What if all I’ve got to give you
– Ya sana vermem gereken tek şey varsa
Is not enough to give?
– Vermek için yeterli değildir?
What if I know my heart’s true,
– Ya kalbimin doğru olduğunu biliyorsam,
And I know you think it is.
– Ve öyle olduğunu düşündüğünü biliyorum.
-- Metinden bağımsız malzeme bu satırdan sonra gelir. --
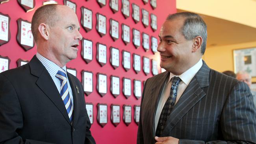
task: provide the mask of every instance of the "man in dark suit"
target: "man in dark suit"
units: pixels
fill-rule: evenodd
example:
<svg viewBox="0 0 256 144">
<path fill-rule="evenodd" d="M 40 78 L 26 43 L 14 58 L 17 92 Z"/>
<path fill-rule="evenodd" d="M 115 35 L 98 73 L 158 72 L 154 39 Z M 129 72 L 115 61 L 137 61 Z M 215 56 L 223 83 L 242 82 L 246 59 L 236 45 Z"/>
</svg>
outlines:
<svg viewBox="0 0 256 144">
<path fill-rule="evenodd" d="M 65 66 L 76 57 L 80 29 L 65 6 L 36 11 L 32 30 L 36 55 L 0 74 L 0 143 L 95 143 L 83 89 Z"/>
<path fill-rule="evenodd" d="M 202 60 L 206 26 L 195 13 L 170 15 L 159 34 L 160 66 L 141 98 L 137 144 L 256 142 L 256 110 L 245 83 Z"/>
</svg>

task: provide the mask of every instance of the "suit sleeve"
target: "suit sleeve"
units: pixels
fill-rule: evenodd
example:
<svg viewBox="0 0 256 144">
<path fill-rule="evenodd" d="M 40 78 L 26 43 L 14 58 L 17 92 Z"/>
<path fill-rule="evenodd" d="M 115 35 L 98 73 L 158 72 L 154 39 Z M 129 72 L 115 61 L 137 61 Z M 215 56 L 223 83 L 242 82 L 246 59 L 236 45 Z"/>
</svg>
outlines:
<svg viewBox="0 0 256 144">
<path fill-rule="evenodd" d="M 246 83 L 239 82 L 232 89 L 219 122 L 224 139 L 210 142 L 180 139 L 179 143 L 256 144 L 256 109 Z"/>
<path fill-rule="evenodd" d="M 23 127 L 22 119 L 14 87 L 6 77 L 0 75 L 0 144 L 50 144 L 22 139 L 19 135 Z"/>
<path fill-rule="evenodd" d="M 143 89 L 143 92 L 142 92 L 142 95 L 141 96 L 141 109 L 139 112 L 139 127 L 138 127 L 138 132 L 137 133 L 137 144 L 143 144 L 144 143 L 143 136 L 143 130 L 142 130 L 142 125 L 141 122 L 141 112 L 143 110 L 141 109 L 142 102 L 144 97 L 144 94 L 145 93 L 145 89 L 147 85 L 147 80 L 145 82 L 145 85 L 144 86 Z"/>
</svg>

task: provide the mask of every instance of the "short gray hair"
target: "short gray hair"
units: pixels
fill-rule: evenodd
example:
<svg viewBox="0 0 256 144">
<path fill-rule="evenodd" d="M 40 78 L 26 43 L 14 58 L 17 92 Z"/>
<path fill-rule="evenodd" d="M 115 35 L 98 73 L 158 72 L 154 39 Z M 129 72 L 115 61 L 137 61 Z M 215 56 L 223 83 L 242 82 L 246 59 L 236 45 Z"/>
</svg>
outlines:
<svg viewBox="0 0 256 144">
<path fill-rule="evenodd" d="M 188 12 L 169 15 L 166 20 L 171 20 L 180 17 L 185 18 L 182 32 L 186 40 L 191 40 L 198 36 L 202 37 L 201 53 L 203 55 L 205 52 L 207 39 L 207 27 L 205 22 L 198 15 Z"/>
</svg>

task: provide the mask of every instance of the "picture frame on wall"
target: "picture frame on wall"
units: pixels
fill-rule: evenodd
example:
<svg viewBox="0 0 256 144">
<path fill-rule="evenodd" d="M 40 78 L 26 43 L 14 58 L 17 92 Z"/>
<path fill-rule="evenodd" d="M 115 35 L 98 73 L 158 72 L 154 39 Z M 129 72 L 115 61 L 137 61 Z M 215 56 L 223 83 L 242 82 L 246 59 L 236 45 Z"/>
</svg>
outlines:
<svg viewBox="0 0 256 144">
<path fill-rule="evenodd" d="M 83 6 L 81 7 L 81 24 L 85 32 L 93 29 L 93 11 Z"/>
<path fill-rule="evenodd" d="M 142 47 L 145 52 L 149 50 L 149 35 L 144 33 L 142 33 Z"/>
<path fill-rule="evenodd" d="M 110 63 L 111 65 L 115 69 L 119 67 L 119 50 L 113 47 L 110 47 Z"/>
<path fill-rule="evenodd" d="M 121 11 L 125 18 L 130 16 L 130 2 L 129 0 L 122 0 Z"/>
<path fill-rule="evenodd" d="M 70 0 L 63 0 L 64 5 L 70 7 L 74 10 L 74 12 L 76 13 L 76 4 Z"/>
<path fill-rule="evenodd" d="M 136 48 L 141 46 L 141 33 L 135 28 L 132 29 L 132 43 Z"/>
<path fill-rule="evenodd" d="M 99 42 L 97 43 L 96 46 L 97 61 L 101 66 L 103 66 L 107 63 L 107 46 Z"/>
<path fill-rule="evenodd" d="M 96 13 L 96 17 L 97 18 L 96 30 L 100 37 L 102 37 L 107 33 L 107 18 L 98 13 Z"/>
<path fill-rule="evenodd" d="M 134 21 L 134 22 L 137 24 L 139 22 L 140 19 L 139 7 L 136 4 L 132 3 L 132 19 Z"/>
<path fill-rule="evenodd" d="M 109 34 L 112 39 L 115 41 L 119 39 L 119 22 L 112 18 L 109 19 Z"/>
<path fill-rule="evenodd" d="M 137 125 L 139 125 L 141 107 L 139 105 L 135 105 L 134 109 L 134 122 Z"/>
<path fill-rule="evenodd" d="M 113 13 L 115 13 L 119 9 L 119 0 L 109 0 L 109 7 Z"/>
<path fill-rule="evenodd" d="M 147 28 L 148 26 L 149 23 L 148 12 L 145 9 L 141 9 L 141 13 L 142 14 L 141 22 L 144 27 Z"/>
<path fill-rule="evenodd" d="M 133 68 L 136 74 L 139 73 L 141 70 L 141 56 L 137 54 L 133 54 Z"/>
<path fill-rule="evenodd" d="M 108 92 L 107 75 L 98 73 L 97 74 L 97 91 L 101 97 L 105 96 Z"/>
<path fill-rule="evenodd" d="M 10 21 L 11 18 L 8 15 L 0 12 L 0 46 L 8 42 L 11 39 Z"/>
<path fill-rule="evenodd" d="M 122 78 L 122 92 L 126 99 L 131 96 L 131 79 L 128 78 Z"/>
<path fill-rule="evenodd" d="M 83 38 L 82 41 L 82 49 L 81 51 L 83 59 L 88 64 L 93 60 L 93 42 L 91 40 Z"/>
<path fill-rule="evenodd" d="M 11 60 L 8 57 L 0 55 L 0 73 L 10 69 Z"/>
<path fill-rule="evenodd" d="M 137 100 L 141 97 L 141 81 L 139 80 L 134 80 L 134 94 Z"/>
<path fill-rule="evenodd" d="M 124 24 L 122 24 L 122 39 L 125 45 L 130 43 L 130 27 Z"/>
<path fill-rule="evenodd" d="M 108 105 L 106 103 L 98 103 L 97 109 L 97 122 L 103 127 L 108 123 Z"/>
<path fill-rule="evenodd" d="M 100 7 L 102 7 L 106 5 L 106 0 L 96 0 L 96 1 Z"/>
<path fill-rule="evenodd" d="M 122 50 L 122 66 L 125 71 L 127 72 L 131 69 L 131 53 L 124 50 Z"/>
<path fill-rule="evenodd" d="M 150 14 L 150 26 L 153 31 L 156 31 L 157 30 L 157 17 L 156 15 L 151 13 Z"/>
<path fill-rule="evenodd" d="M 233 55 L 235 73 L 245 71 L 256 77 L 256 47 L 234 50 Z"/>
<path fill-rule="evenodd" d="M 149 58 L 143 57 L 143 71 L 146 76 L 149 74 L 150 72 L 150 60 Z"/>
<path fill-rule="evenodd" d="M 17 2 L 26 13 L 33 10 L 35 5 L 35 0 L 17 0 Z"/>
<path fill-rule="evenodd" d="M 86 103 L 85 105 L 88 116 L 91 124 L 93 124 L 93 104 L 91 103 Z"/>
<path fill-rule="evenodd" d="M 132 122 L 132 106 L 130 105 L 123 105 L 123 120 L 128 126 Z"/>
<path fill-rule="evenodd" d="M 120 123 L 120 105 L 111 104 L 111 122 L 116 127 Z"/>
<path fill-rule="evenodd" d="M 67 71 L 71 74 L 73 76 L 76 77 L 76 69 L 74 68 L 67 67 Z"/>
<path fill-rule="evenodd" d="M 35 43 L 31 31 L 31 22 L 19 18 L 17 20 L 17 41 L 19 44 L 27 51 L 33 48 Z"/>
<path fill-rule="evenodd" d="M 19 59 L 16 61 L 17 66 L 20 66 L 28 63 L 29 61 L 28 60 L 23 60 L 21 59 Z"/>
<path fill-rule="evenodd" d="M 114 97 L 116 98 L 120 94 L 120 78 L 117 76 L 111 76 L 110 79 L 110 92 Z"/>
</svg>

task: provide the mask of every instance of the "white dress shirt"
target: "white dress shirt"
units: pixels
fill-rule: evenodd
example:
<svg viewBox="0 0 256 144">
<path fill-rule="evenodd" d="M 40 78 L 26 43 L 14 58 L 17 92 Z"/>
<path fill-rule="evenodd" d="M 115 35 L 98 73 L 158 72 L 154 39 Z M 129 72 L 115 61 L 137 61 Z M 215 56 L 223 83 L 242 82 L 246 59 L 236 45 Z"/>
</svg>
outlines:
<svg viewBox="0 0 256 144">
<path fill-rule="evenodd" d="M 168 81 L 166 81 L 165 86 L 163 89 L 161 95 L 161 97 L 159 100 L 158 105 L 156 116 L 155 116 L 155 131 L 156 131 L 157 125 L 159 121 L 159 118 L 161 115 L 162 109 L 167 101 L 167 99 L 169 97 L 170 94 L 170 90 L 171 89 L 172 82 L 173 82 L 172 78 L 174 76 L 178 76 L 181 79 L 181 81 L 179 83 L 179 85 L 178 87 L 178 90 L 177 92 L 177 96 L 176 97 L 176 100 L 175 104 L 180 98 L 182 93 L 187 87 L 187 85 L 190 82 L 193 78 L 196 75 L 197 73 L 199 70 L 200 68 L 203 65 L 203 62 L 202 59 L 195 65 L 193 66 L 187 70 L 184 73 L 179 76 L 175 76 L 173 74 L 170 73 L 170 77 Z M 175 109 L 175 107 L 174 108 Z"/>
</svg>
What if all I’ve got to give you
– Ya sana vermem gereken tek şey varsa
Is not enough to give?
– Vermek için yeterli değildir?
What if I know my heart’s true,
– Ya kalbimin doğru olduğunu biliyorsam,
And I know you think it is.
– Ve öyle olduğunu düşündüğünü biliyorum.

‘Cause I’ll be loving you what could be my whole life, my whole life
– Çünkü seni seveceğim, tüm hayatım boyunca ne olabilir, tüm hayatım boyunca
I’ll be tearing up these streets just to tell you it’s alright.
– Sadece sorun olmadığını söylemek için bu sokakları yıkıyor olacağım.